RÖPORTAJ: BÜLENT UFUK ATEŞ

Sera Kadıgil 600 üyeli TBMM’de sadece konuşmalarıyla değil, eylemleriyle de sivrilen milletvekilleri arasında başta geliyor. En son Milli Eğitim Bakanlığı’nın bütçesi görüşülürken Bakan Yusuf Tekin’e yönelttiği sert eleştiriler ile gündeme geldi. Somut suçlamalara yanıt veremeyen Tekin toplantıyı terk etmişti. Ama bu ilk değildi, eski İçişleri Bakanı Süleyman Soylu başta olmak üzere çok sayıda AKP’li siyasetçiye yönelttiği eleştiriler kamuoyunda gündem oluşturmuştu.

2022 yılı bütçe görüşmeleri sürerken Cumhurbaşkanı Yardımcısı Fuat Oktay’ı protesto etmek için hoparlörle ‘Palavra’ ve ‘Yalan’ şarkılarını Meclis Genel Kurulu’nda çalmıştı. Bu eylemi nedeniyle ‘kınama’ cezası alan Kadıgil, TBMM İç Tüzüğü gereğince kazandığı savunma hakkını TİP Genel Başkanı Erkan Baş’a devretmişti. Böylesi yaratıcı eylem Parlamento çatısı altında ilk kez yaşanmıştı.

Aktif siyasete oldukça genç yaşlarda CHP’de başlayan Sera Kadıgil, avukatlık kariyerini kültür sanat hukuku alanında yoğunlaştırdı. Bu sektörde bulunan çok sayıda emek örgütünün avukatlığını üstlendi. Kadıgil, hayvan hakları, kadın hakları aktivisti olarak bilinir.
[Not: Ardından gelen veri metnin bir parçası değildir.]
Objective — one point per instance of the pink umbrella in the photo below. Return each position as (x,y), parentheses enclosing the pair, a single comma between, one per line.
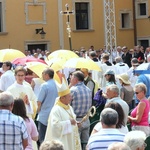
(24,60)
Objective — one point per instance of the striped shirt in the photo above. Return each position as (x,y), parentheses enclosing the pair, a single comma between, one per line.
(102,139)
(12,131)
(82,99)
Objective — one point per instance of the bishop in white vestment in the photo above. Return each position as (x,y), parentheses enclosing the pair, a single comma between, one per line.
(62,123)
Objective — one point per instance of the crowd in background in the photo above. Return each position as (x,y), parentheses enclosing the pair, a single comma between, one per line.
(121,96)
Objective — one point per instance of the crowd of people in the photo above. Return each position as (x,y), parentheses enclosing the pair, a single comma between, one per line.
(46,114)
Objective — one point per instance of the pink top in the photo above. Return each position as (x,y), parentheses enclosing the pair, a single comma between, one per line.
(144,120)
(32,132)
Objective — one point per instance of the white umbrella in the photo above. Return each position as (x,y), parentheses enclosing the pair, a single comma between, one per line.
(82,63)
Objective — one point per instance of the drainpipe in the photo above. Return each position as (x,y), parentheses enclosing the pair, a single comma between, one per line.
(134,23)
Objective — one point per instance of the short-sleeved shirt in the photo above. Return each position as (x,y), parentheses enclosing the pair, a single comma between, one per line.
(6,80)
(32,132)
(12,131)
(102,139)
(81,99)
(48,94)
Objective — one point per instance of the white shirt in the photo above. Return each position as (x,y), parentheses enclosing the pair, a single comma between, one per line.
(6,80)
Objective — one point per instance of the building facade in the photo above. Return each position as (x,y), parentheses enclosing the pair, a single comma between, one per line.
(21,22)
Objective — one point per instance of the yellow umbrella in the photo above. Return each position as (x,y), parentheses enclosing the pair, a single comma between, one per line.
(10,54)
(38,68)
(63,54)
(82,63)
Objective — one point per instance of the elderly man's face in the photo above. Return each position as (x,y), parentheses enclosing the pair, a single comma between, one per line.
(110,94)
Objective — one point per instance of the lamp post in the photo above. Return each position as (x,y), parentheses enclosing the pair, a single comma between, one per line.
(68,13)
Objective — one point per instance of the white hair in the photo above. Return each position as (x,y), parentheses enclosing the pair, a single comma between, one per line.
(118,146)
(135,139)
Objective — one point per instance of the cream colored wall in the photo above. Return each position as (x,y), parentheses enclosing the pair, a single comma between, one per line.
(18,31)
(125,37)
(87,38)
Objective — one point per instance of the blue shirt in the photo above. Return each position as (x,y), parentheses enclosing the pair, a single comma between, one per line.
(102,139)
(12,131)
(81,99)
(47,95)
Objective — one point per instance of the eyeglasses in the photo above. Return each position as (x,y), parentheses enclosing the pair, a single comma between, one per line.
(137,92)
(20,75)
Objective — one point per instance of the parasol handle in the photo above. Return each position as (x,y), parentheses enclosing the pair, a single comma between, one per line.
(89,114)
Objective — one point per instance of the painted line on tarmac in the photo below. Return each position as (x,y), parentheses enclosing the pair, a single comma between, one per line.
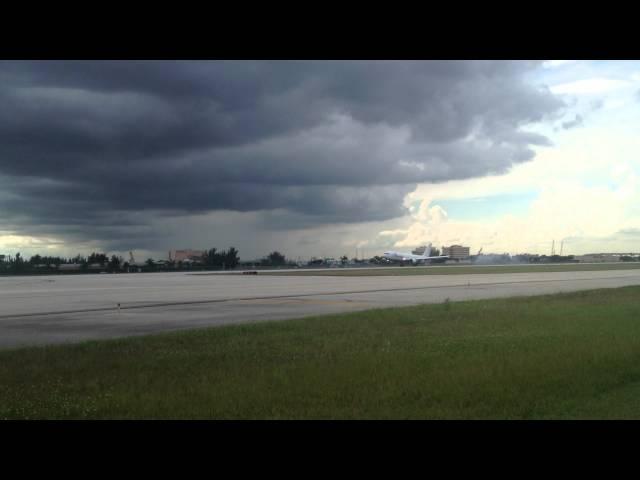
(240,299)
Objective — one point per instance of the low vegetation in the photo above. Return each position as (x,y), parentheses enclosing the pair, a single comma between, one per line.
(560,356)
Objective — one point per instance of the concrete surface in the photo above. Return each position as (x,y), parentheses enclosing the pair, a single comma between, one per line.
(69,308)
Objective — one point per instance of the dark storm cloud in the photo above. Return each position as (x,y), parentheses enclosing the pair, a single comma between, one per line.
(92,143)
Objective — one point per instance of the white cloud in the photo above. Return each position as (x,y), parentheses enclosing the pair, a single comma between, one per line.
(589,86)
(557,63)
(588,188)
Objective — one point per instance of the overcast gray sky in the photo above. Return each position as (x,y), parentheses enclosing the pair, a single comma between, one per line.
(310,157)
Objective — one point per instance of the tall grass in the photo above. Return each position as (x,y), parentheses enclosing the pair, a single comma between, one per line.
(559,356)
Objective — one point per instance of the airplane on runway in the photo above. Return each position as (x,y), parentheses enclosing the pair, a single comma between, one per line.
(410,257)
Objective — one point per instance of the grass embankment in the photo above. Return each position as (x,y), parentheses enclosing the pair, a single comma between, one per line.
(562,356)
(458,270)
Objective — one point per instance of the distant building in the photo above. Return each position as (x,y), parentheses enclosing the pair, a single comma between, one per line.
(456,252)
(187,255)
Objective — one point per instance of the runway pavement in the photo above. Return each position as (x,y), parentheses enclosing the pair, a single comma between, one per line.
(68,308)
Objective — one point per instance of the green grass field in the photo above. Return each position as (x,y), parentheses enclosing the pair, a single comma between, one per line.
(560,356)
(458,270)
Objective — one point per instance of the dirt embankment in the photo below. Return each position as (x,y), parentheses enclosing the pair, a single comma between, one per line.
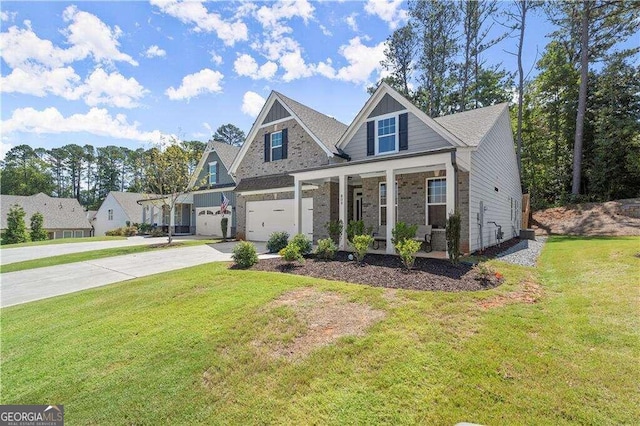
(613,218)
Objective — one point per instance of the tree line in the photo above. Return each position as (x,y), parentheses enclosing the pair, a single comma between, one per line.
(88,173)
(577,122)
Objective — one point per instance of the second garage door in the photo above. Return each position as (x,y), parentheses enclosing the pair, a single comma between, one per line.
(266,217)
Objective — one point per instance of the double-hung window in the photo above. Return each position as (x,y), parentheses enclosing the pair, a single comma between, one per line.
(437,202)
(386,135)
(382,202)
(213,173)
(276,146)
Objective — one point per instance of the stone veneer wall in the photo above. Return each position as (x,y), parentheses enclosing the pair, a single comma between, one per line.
(412,203)
(303,152)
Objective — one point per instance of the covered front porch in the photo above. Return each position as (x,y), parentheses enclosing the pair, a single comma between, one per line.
(424,194)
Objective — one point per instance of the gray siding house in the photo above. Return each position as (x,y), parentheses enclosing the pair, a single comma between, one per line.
(210,180)
(63,217)
(299,168)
2021 yılında katıldığı TİP’den 2023 seçimlerin İstanbul Milletvekili seçilen Kadıgil, partisinin MYK üyeliği ve parti sözcüsü görevlerini sürdürmekte.

 

 

Türkiye sizi önce bir aktivist, sonra CHP milletvekili, en son ise sözünü sakınmayan TİP’li olarak tanıdı. Politik evriminizi nasıl anlatırsınız?
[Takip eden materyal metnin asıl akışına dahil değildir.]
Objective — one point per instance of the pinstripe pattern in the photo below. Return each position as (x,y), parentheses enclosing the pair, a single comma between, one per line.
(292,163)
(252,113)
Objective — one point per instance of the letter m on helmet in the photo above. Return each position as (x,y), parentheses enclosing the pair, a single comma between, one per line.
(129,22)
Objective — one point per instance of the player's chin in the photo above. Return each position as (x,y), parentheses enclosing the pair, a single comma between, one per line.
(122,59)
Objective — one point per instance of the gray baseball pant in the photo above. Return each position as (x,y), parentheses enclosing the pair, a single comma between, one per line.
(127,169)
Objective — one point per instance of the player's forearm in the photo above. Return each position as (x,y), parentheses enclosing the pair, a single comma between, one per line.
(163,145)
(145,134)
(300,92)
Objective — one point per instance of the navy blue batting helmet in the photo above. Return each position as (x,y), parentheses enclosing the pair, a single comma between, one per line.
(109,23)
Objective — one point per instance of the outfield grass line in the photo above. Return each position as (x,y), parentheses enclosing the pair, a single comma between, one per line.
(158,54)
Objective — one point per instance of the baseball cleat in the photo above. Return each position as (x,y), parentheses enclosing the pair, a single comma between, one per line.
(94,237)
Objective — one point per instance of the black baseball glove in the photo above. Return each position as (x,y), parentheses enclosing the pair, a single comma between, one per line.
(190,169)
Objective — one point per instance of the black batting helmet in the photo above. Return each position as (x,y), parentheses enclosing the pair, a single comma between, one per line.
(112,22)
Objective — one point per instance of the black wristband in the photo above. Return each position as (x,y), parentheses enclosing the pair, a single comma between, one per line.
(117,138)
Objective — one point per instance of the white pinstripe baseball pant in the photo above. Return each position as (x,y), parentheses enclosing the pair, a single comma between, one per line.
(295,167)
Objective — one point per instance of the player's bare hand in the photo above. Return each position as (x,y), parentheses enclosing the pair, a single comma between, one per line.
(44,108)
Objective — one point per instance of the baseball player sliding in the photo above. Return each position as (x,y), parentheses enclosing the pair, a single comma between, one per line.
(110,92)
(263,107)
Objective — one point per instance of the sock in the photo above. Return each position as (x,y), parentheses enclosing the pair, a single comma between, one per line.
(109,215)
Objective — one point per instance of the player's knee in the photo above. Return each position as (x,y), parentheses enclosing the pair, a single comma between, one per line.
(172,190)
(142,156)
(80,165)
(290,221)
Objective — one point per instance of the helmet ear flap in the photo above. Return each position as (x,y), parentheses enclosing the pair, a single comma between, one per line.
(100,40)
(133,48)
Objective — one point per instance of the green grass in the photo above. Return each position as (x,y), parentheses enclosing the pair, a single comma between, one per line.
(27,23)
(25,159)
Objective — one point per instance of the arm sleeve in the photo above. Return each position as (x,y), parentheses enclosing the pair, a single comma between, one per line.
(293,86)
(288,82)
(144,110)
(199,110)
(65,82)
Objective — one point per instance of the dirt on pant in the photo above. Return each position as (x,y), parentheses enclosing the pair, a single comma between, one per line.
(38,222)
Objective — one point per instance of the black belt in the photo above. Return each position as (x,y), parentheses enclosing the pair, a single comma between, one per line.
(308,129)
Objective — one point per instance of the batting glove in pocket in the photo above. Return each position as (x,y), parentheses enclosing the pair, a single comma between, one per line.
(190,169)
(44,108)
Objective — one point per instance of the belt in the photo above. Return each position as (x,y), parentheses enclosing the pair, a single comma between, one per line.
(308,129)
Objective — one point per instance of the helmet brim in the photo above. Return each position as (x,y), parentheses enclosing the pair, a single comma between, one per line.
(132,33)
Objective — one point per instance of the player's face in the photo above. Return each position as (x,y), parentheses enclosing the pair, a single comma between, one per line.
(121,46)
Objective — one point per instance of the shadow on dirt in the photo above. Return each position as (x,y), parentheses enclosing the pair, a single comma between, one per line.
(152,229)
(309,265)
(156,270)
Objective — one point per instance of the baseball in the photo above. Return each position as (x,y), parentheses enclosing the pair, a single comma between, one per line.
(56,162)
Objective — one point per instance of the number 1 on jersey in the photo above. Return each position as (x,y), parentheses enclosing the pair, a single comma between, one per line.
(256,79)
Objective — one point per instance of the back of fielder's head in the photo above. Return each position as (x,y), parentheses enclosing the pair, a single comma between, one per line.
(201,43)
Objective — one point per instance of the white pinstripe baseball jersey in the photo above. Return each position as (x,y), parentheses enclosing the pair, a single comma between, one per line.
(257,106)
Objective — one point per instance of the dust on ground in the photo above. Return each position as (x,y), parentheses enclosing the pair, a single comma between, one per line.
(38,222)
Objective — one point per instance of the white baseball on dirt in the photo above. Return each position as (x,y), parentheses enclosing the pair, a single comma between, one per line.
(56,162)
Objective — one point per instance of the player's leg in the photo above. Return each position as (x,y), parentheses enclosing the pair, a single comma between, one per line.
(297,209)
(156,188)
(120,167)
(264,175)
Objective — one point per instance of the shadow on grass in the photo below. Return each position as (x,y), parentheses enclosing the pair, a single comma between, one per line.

Dünya hele hele Türkiye gerçekten berbat bir durumda. Gerçeğe biraz meraklıysanız biraz da vicdan sahibi ve iyi bir insan olmaya çalışıyorsanız etrafınızda yaşanan bunca kötülüğe, eşitsizliğe, adaletsizliğe seyirci kalmak mümkün olmuyor. Bu mümkün olmayınca da neyin yanlış gittiğinin peşine düşüyor ve dev bir sistem sorunuyla yüzleşiyorsunuz. Paraya ve güce tapan, dünya kaynaklarını tüketen, sadece insanların kahir ekseriyetinin değil tüm türlerin yaşam hakkına göz dikmiş berbat bir sistem kapitalizm. Kadını erkeğin mirasını devredeceği çocukların bakıcısı ve erkeğin hizmetkarı olarak konumlamak için canını dişine takmış ataerkiyle kol kola olunca ortaya ne yazık ki maruz kaldığımız bu yaşanamaz dünya çıkıyor. Ancak bu öyle bir sistem ki kendini çok güzel gizliyor ve sanki dünya kurulduğundan bugüne her şey böyleymiş ve böyle olmak zorundaymış gibi davranıyor.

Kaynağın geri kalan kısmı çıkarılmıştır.